The first mines to began operations along the Keweenaw did so at the peninsula’s norther end, around old Native American pits near Copper Harbor. Soon companies explored outward discovering rich fissure deposits of copper along the way. Unlike the large lodes discovered later, these early fissure deposits were mostly hit and miss with a few notable exceptions. These early attempts included the Deleware Mine, backed by the overly optimistic Pennsylvania Mining Company. Before the profitability of the mine was ever determined, smelters and stamp mills were built to process the foreseen copper riches along the shores of nearby Lac La Belle. Connected it with the mine was a short line railroad. With those tracks the beginnings of the Keweenaw Central had been laid.
The Delaware, however, turned out not to be the great producer it was hoped it would be. As the Pennsylvania Mining Company and its lands changed hands over and over again, new companies had high hopes of finding a rich lode in the area. As companies explored further west, the rail lines to Lac La Belle were extended to accommodate. The large investment of capital and resources at the mills at Lac La Belle were too great to leave behind. By the 1880′s the line had been extended as far as Phoenix and Cliff. Soon the line would be sold and would become the independent Lac La Belle & Calumet Railroad – the Keweenaw Central’s direct descendent.

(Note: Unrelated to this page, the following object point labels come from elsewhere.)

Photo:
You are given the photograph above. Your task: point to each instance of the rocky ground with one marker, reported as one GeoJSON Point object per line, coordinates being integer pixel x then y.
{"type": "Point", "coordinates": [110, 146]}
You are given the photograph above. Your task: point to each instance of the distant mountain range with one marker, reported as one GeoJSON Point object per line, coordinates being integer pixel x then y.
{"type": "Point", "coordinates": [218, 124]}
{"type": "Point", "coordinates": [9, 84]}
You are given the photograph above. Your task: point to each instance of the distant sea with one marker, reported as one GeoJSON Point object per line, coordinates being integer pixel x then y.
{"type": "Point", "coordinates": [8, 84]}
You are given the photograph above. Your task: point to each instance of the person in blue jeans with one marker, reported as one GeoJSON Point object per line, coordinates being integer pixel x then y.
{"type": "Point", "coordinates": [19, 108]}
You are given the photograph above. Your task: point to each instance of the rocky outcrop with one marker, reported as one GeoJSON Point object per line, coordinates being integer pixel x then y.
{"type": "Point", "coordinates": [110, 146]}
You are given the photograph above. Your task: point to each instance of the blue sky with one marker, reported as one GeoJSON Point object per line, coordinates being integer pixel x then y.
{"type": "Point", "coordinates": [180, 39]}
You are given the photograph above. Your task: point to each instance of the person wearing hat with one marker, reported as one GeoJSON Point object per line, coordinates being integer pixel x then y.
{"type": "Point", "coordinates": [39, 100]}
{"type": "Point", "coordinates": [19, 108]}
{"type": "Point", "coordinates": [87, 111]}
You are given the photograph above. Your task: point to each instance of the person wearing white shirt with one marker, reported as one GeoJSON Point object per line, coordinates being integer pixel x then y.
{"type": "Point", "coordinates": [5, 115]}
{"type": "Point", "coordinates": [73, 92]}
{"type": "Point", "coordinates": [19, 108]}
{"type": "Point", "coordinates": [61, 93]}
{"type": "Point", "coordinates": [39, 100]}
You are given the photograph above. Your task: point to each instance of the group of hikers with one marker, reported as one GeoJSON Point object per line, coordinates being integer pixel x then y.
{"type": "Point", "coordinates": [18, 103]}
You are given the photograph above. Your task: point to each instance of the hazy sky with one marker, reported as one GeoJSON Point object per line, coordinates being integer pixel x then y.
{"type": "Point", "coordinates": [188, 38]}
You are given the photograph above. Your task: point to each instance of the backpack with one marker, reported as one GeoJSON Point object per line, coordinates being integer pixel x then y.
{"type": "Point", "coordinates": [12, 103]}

In 1905 the railroad officially becomes the Keweenaw Central with a total of 32 miles of track between Calumet and Lac La Belle. Along the way, the railroad laid branch lines to the mining camp of Mandan to the north, up to its day-use park at Crestview (near Phoenix) as well as new track south to Calumet Junction. Extensions were also planned at the north end of the mine, from Mandan to the Empire Mine but were never completed.

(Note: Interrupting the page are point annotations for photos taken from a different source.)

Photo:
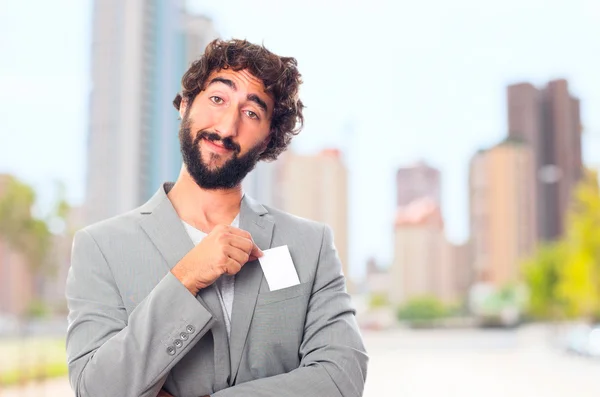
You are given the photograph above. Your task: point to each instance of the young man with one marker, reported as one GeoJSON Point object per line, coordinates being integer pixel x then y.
{"type": "Point", "coordinates": [170, 299]}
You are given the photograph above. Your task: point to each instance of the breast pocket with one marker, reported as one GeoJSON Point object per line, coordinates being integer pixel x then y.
{"type": "Point", "coordinates": [277, 329]}
{"type": "Point", "coordinates": [283, 294]}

The Crestview park was similar to other parks on the Copper Range (Freda Park) and HCTC (Electric Park) lines. The park was atop a bluff overlooking Eagle River and Lake Superior. At the park was a large pavilion, picnic grounds, and even a casino. The railroad ran up to 5 trains a day to the park from Calumet, taking passengers from Crestview Junction near Phoenix up the bluff a mile or two, where it would then back down the hill to rejoin the main line.

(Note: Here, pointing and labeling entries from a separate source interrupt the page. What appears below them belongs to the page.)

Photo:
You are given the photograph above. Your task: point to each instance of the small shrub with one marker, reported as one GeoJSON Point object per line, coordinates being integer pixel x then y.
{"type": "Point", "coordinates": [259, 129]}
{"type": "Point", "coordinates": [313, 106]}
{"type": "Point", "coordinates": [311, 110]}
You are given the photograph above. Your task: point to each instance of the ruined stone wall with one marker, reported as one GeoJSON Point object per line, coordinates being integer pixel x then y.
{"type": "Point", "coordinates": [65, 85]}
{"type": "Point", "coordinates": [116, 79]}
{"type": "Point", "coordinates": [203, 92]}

While the railroad served many communities north of Mohawk that no other rail lines ventured to, the closing of mines along the route severely affect the lines profitability. It wasn’t long before most stops along its route – most notably Ojibway, Delaware, Wyoming, and Mandan – became ghost towns. By 1917 Copper Range had taken control of the KC tracks from Calumet Jct to Mohawk, in order for the railroad to haul copper rock from the Mohawk and Wolverine Mines. At this point, or sometime after, the Copper Range had gained control of the rest of the line and abandoned most of it. The Keweenaw Central was history.
While short lived, the Keweenaw Central joins the DSS&A, Copper Range, Calumet & Hecla, and HCTC as driving forces behind the Copper County’s prosperity and modernization around the turn of the century. But like the rest of the area, these lines were abandoned and forgotten; rails ripped up, right-of-ways allowed to grow over, and old depots and stations converted to other uses. Most of these old lines have been converted to rail trails and snowmobile routes and can be explored still today. Like the economy that now supports the area, these old rail lines now support tourists instead of trains. Such is the circle of life in the Keweenaw.